PARIS (Reuters)* - Pour la cinquième fois en deux semaines, les lycéens se sont mobilisés jeudi, à Paris et dans plusieurs villes de province, contre les suppressions de postes prévues à la rentrée prochaine dans l'Education nationale.

"Avec de l'éducation, on aurait des slogans moins cons"

Dans la capitale, au moins 30.000 manifestants, selon l'Union nationale lycéenne (UNL), 19.000 d'après la police, ont manifesté du jardin du Luxembourg jusqu'aux abords du ministère de l'Education.

"De plus en plus de lycéens se sentent concernés et le mouvement ira crescendo tant qu'on aura pas de réponse concrète", a déclaré à Reuters le président de l'UNL, Florian Lecoultre.

Il a souligné que son organisation n'était pas certaine de se rendre à la rencontre prévue vendredi avec le ministre de l'Education nationale, Xavier Darcos. "Le ministre doit faire des gestes et c'est loin d'être le cas", a-t-il dit.

"Faut-il un autre mai 68?", pouvait-on lire sur une banderole brandie par des manifestants parisiens.

Fereydou Kolyaie, un professeur âgé de 58 ans, a défilé avec une photographie du chef de l'Etat portant la mention "âne". "Que peut-on attendre de Sarkozy ? Il a raté son bac", a-t-il déclaré en brandissant un article du Parisien, selon lequel l'actuel président n'a eu son baccalauréat qu'au rattrapage.

Signe d'une hausse de la mobilisation, 5.500 lycéens et 400 fonctionnaires ont défilé dans la matinée à Grenoble, selon la préfecture de l'Isère.

A Lyon, un millier de lycéens sont descendus dans la rue, le double de la manifestation de mardi.
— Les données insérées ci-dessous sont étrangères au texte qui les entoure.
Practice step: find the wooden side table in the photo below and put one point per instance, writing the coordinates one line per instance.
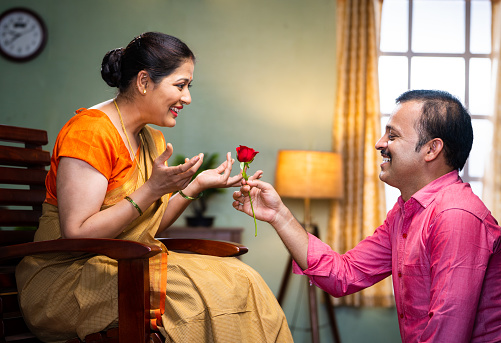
(229, 234)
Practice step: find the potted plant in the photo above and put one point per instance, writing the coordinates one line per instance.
(199, 206)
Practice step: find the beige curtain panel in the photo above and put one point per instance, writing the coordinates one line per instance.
(492, 180)
(356, 128)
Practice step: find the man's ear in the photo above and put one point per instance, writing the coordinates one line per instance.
(433, 149)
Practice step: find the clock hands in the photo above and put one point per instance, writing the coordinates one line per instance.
(16, 35)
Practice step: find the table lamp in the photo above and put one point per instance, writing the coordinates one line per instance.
(307, 175)
(304, 174)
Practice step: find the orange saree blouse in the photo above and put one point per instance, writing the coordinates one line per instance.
(90, 136)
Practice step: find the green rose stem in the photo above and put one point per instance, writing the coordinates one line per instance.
(244, 166)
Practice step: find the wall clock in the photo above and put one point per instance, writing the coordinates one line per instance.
(23, 34)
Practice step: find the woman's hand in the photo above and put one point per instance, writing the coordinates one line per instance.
(266, 201)
(166, 179)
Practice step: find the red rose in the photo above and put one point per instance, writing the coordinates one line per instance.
(246, 154)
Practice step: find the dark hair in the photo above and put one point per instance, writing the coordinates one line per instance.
(443, 116)
(157, 53)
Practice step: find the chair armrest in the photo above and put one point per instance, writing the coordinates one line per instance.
(205, 246)
(113, 248)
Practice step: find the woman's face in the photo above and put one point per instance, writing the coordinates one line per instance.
(167, 98)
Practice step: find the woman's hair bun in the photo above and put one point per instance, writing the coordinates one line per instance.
(111, 66)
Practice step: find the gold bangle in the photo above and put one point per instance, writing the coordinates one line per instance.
(134, 204)
(187, 197)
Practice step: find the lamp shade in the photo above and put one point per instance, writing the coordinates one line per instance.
(309, 174)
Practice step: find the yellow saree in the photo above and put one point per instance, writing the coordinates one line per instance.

A Toulouse, les manifestants étaient 3.000 selon les organisateurs et 1.700 d'après la police, contre 400 il y a deux jours. Dans le centre de Bordeaux, les manifestants étaient 500 à 600 à défiler.

"PATERNALISME POUSSIÉREUX"

Après une mobilisation déjà accrue mardi à Paris, l'UNL et la Fédération indépendante lycéenne (FIDL) ont reçu le soutien d'une quinzaine d'organisations syndicales, d'enseignants, d'étudiants et de parents d'élèves.
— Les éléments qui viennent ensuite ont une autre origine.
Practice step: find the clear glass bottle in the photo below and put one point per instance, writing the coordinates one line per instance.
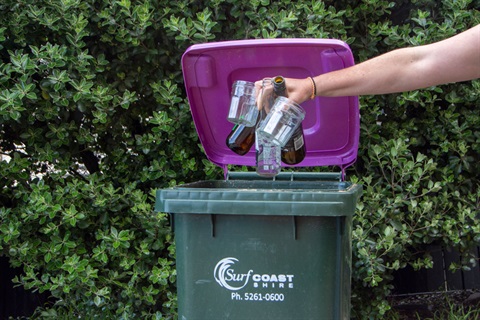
(268, 154)
(241, 139)
(294, 150)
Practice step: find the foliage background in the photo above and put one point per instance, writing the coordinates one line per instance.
(94, 119)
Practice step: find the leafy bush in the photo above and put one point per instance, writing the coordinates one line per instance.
(94, 118)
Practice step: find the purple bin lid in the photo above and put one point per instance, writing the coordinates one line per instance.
(331, 125)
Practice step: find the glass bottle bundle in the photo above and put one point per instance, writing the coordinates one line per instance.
(269, 152)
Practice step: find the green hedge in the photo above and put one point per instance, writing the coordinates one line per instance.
(94, 119)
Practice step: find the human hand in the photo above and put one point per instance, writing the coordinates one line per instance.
(298, 90)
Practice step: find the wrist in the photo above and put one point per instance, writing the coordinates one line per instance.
(313, 85)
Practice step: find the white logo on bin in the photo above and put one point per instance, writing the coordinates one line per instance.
(224, 273)
(227, 278)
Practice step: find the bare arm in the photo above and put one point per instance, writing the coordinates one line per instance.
(451, 60)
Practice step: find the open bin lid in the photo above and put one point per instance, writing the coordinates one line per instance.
(331, 125)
Dans un communiqué conjoint diffusé mercredi soir, ils réaffirment leur "volonté commune de défendre le service public d'Education aujourd'hui menacé".

Ils dénoncent les 11.200 suppressions de postes prévues cette année, dont environ 8.500 postes d'enseignants. Le secondaire devrait à lui seul perdre environ 8.800 postes.

"Les suppressions de postes, c'est le lot des lycéens malheureusement", a déploré sur LCI Florian Lecoultre.

"On a atteint d'une certaine manière le point de non retour car à plus de 35 par classe dans la plupart des établissements c'est impossible d'étudier en terminale", a-t-il déclaré.

Pour Xavier Darcos, interrogé jeudi par Le Parisien, "le nombre de manifestants évolue dans des proportions raisonnables et reste très concentré sur l'Ile-de-France".

"Derrière l'écran parisien, moins de 2% des lycées du pays sont bloqués", assure-t-il. Ses services n'ont diffusé jeudi que les chiffres de grévistes en région parisienne.

"Le fait que les manifestations reviennent tous les ans quasiment avec des degrés plus ou moins forts montre bien que ce n'est pas seulement une question de postes en plus ou en moins : ils manifestent un malaise", ajoute-t-il.

Un ton mâtiné de "paternalisme pour le moins poussiéreux", accuse le Parti communiste dans un communiqué.

"Ce n'est pas archaïque de refuser les suppressions de postes pour diminuer le nombre d'élève par classe quand on a pour objectif un enseignement de qualité", dit-il.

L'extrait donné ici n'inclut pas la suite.